In questi anni si è anche scoperto che è calata la produttività e la fedeltà al datore di lavoro. Ma no? Ma non mi dite? Il padrone mi promette un lavoro a chiamata per un giorno ed io non gli garantisco fedeltà a vita e non mi spezzo la schiena per lui? Che ingrato!
Così come studi psichiatrici dimostrano che sono in crescita fenomeni paradepressivi come l’accidia. Anche qui lo stupor m’assale: non ho speranze di stare meglio e di migliorare la mia posizione, eppure non dedico tutta la mia vita al lavoro pagato tre euro l’ora nella friggitoria del fast food? Non sono proprio in grado di dire grazie!
Più di una volta ho scritto di come a stupirmi sia il contrario, il fatto che ancora ci sia qualcuno ad impegnarsi responsabilmente nel lavoro a forfait, sottopagato e non garantito. Non m’aspetto rivoluzioni imminenti, nemmeno che le masse s’elevino al suono d’un “no” resistente, di sartreiana memoria.
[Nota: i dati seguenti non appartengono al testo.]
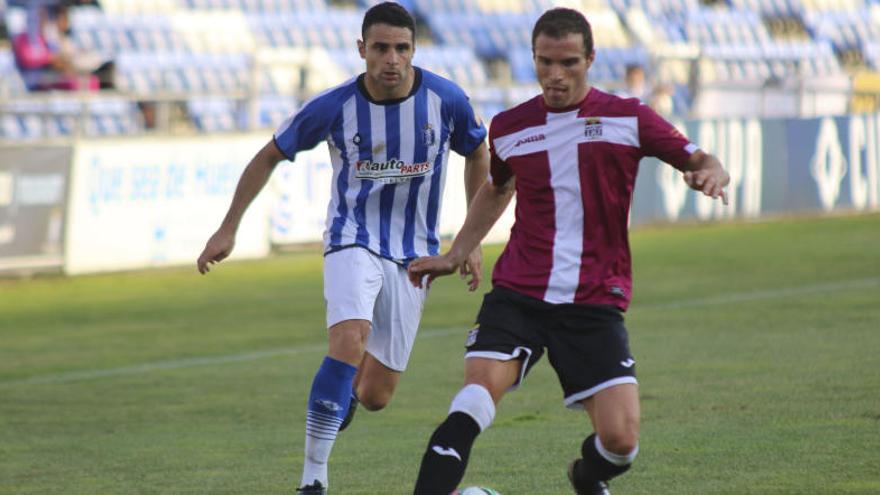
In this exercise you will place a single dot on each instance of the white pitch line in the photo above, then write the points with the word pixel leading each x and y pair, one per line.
pixel 763 295
pixel 733 298
pixel 75 376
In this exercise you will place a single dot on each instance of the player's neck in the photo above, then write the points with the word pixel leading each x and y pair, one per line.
pixel 575 101
pixel 378 93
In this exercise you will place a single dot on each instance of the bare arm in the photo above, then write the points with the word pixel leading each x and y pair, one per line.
pixel 485 210
pixel 252 181
pixel 476 169
pixel 705 173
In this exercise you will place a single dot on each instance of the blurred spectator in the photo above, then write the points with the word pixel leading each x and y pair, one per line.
pixel 661 99
pixel 39 58
pixel 83 62
pixel 635 83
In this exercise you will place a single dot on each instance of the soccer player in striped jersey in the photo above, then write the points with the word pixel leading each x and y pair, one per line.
pixel 571 155
pixel 389 132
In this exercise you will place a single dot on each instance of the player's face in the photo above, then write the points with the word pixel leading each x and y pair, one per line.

Ma non mi stupisco che si diffonda un flebile, prosaico e molto più contagioso “preferirei di no”, che l’insegnamento dello scrivano di Melville faccia sempre più proseliti verso una reazione solitaria e pure comune, che la voglia di cambiare le regole del gioco venga sostituita dall’apatia d’uno spettatore annoiato, che al massimo cambia canale.
Lavoreremo 40 anni da precari, se va bene avremo come pensione l’equivalente del 40 per cento dei bassi stipendi con cui ci pagano, e nel frattempo ci avranno tolto anche la sanità pubblica ed universale, costringendoci a sottoscrivere assicurazioni che non potremo pagare o a pesare sulle spalle di figli troppo giovani perché avuti in tarda età e già gravati dai debiti contratti per garantirsi un’istruzione. Possibile che con tali aspettative non ringraziamo tutti i giorni la società per farci vivere nel migliore dei mondi possibili?
Davvero, cambiare le regole ed il gioco è l’unica alternativa che ci rimane. Le altre, sono quelle che abbiamo già provato lungo la strada che ci ha portati fin qui.